In 2005, her third year on tour, she only had one victory and 4 runner up finishes. At that precise moment, for many, Lorena was a great player but not close to be the number one since it was clearly Annika Sorenstam´s era. She was consistent enough to finish fourth on the money list. It appeared as a bad year, but it made her a stronger and more mature player. It was a year of patience, consolidation, and change.
In 2006, Lorena came back with a different caddie, adjustments to her swing, physically and mentally prepared to take Annika’s crown. She had six victories, including her first one in her home country. She claimed her first Rolex Player of the Year Award, the lowest scoring average (Vare Trophy) and she finished as the leader of the money list earning more than 2.5 million dollars. Still, she finished second on the World Ranking, but at a minimal distance from Sorenstam who had been dominating golf for the past 10 years. Lorena´s Era was coming…
Finally, this year has been the start of Lorena´s dream. After 20 years of holding that picture in her mind, and after successfully conquering all stages of her career, she was named the world’s number one player in April 2007. She was at her home course practicing with her coach Rafael Alarcón when she received the news. In May she won her first trophy with that title and all she needed to confirm her greatness was to win a Major. She had played 23 majors without a win, with 13 top ten finishes and 2 runner ups.

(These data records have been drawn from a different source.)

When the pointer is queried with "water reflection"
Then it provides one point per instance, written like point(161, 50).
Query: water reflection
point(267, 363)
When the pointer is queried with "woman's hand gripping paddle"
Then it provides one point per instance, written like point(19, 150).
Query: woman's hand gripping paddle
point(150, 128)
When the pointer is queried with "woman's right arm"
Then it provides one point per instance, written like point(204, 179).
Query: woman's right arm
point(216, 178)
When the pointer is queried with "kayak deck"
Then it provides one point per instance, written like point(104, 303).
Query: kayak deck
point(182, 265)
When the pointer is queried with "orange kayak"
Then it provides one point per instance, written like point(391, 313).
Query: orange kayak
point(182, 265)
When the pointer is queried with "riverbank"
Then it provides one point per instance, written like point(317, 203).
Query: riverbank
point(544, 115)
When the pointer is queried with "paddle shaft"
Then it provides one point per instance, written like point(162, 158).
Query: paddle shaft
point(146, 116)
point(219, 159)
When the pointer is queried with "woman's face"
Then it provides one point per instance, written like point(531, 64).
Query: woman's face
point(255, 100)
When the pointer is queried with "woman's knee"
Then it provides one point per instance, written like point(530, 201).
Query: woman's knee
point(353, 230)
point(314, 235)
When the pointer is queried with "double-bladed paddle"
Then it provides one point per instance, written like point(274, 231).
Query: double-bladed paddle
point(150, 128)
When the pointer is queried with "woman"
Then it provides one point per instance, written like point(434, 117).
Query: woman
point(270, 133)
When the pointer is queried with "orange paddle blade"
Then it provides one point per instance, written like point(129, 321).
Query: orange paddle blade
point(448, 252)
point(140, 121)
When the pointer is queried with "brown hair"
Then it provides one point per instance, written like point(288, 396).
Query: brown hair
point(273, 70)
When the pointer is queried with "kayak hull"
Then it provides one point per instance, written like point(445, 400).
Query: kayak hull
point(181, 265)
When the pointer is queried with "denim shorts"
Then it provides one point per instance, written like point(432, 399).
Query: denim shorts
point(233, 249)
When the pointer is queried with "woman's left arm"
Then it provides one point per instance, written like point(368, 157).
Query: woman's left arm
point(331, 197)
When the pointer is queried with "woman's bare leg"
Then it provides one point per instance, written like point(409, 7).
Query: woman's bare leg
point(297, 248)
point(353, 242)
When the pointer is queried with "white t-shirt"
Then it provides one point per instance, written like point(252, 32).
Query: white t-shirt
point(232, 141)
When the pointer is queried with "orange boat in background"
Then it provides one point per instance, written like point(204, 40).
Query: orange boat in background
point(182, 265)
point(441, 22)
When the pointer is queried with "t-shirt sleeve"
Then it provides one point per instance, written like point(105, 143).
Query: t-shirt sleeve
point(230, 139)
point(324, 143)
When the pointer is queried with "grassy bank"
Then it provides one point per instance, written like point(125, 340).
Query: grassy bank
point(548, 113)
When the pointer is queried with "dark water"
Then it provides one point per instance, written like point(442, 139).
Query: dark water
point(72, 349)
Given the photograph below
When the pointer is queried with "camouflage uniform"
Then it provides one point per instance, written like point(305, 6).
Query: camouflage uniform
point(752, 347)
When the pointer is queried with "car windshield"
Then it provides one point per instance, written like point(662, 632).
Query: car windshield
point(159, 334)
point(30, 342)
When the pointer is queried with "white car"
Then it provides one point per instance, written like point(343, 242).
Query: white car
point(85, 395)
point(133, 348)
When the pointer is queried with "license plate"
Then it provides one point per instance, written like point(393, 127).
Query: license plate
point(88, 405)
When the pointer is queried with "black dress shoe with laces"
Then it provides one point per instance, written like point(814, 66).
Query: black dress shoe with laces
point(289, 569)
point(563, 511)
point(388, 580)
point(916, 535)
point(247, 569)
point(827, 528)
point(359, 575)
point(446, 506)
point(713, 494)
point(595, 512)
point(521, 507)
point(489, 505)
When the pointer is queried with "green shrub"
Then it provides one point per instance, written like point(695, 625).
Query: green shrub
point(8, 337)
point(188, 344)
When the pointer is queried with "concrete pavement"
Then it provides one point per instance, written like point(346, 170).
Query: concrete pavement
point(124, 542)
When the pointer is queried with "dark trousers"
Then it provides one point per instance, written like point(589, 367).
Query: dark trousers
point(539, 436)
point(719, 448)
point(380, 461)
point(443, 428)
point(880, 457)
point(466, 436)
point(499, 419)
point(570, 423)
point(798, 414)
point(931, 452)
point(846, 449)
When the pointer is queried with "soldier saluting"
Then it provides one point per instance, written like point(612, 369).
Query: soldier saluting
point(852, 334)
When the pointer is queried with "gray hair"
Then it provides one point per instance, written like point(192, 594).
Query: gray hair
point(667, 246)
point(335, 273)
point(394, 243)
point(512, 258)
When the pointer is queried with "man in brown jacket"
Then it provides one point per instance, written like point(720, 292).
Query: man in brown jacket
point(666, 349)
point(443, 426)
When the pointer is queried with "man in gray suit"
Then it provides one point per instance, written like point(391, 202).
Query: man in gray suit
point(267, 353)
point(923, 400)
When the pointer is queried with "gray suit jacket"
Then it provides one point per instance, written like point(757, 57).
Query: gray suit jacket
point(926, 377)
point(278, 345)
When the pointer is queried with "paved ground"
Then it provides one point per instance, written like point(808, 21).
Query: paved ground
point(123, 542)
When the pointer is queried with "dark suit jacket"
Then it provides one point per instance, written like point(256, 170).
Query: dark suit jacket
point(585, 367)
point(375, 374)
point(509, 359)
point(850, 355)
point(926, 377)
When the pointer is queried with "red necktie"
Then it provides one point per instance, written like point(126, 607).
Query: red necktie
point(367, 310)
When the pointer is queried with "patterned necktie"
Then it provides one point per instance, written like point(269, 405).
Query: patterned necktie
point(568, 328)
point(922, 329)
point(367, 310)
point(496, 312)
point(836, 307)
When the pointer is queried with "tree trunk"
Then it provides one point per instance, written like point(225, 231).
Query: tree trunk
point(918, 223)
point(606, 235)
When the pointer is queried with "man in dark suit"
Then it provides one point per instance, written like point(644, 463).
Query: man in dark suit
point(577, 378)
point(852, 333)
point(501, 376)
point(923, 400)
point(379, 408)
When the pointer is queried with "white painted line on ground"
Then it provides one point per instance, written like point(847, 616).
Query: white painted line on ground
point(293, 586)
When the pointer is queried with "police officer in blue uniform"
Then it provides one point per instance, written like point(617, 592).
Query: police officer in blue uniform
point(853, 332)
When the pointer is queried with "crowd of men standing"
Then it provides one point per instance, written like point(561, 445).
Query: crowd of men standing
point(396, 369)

|Lorena with her teacher, Rafael Alarcon|
The wait was worthwhile. She conquered her first major tournament “at the right moment and at the right place”. She was the first woman to win a major at golf’s birthplace, St. Andrews, Scotland. The British Open title was on her mind from day one, her name was on top of the leader board all week. She made many people cry when we saw her crossing the historical Swilcan Bridge with her arms raised. And then…hugging her British caddie, celebrating with her father and friends, Mexican flags, champagne…a victory that not only makes golf history, but makes many people and a whole country believe.
She is definitely the best athlete Mexico has had, she is a role model and an icon for success. Every Mexican is proud of her and even if they don´t know about golf, they know her and respect her. She has a strong compromise with her country and helps fund education with her personal “Lorena Ochoa Foundation”. She wants to promote golf in a country where there are no public courses, so she inaugurated three Academies where everybody can go and practice, sometimes, even for free. A signal of what she means is that Felipe Calderon, Mexico’s President, has personally called her twice this year. First, to congratulate her when she was named number one player in the world, the second time while she was in Scotland to recognize her British Open victory. Additionally, he attended the trophy ceremony at the Morelia Championship held in México this past April. He frequently says that: “Lorena represents the eagerness of Mexicans and the Mexico we want to see, a Mexico that is not defeated by adversity, a country that fights, that takes a step onto the world, a winning Mexico”.
And that is not all… Besides being the most dominant player of the word, she is charismatic, funny, passionate, friendly. Also she is the best daughter, an incredible sister and the best of the friends. She is the best hero you could ever have.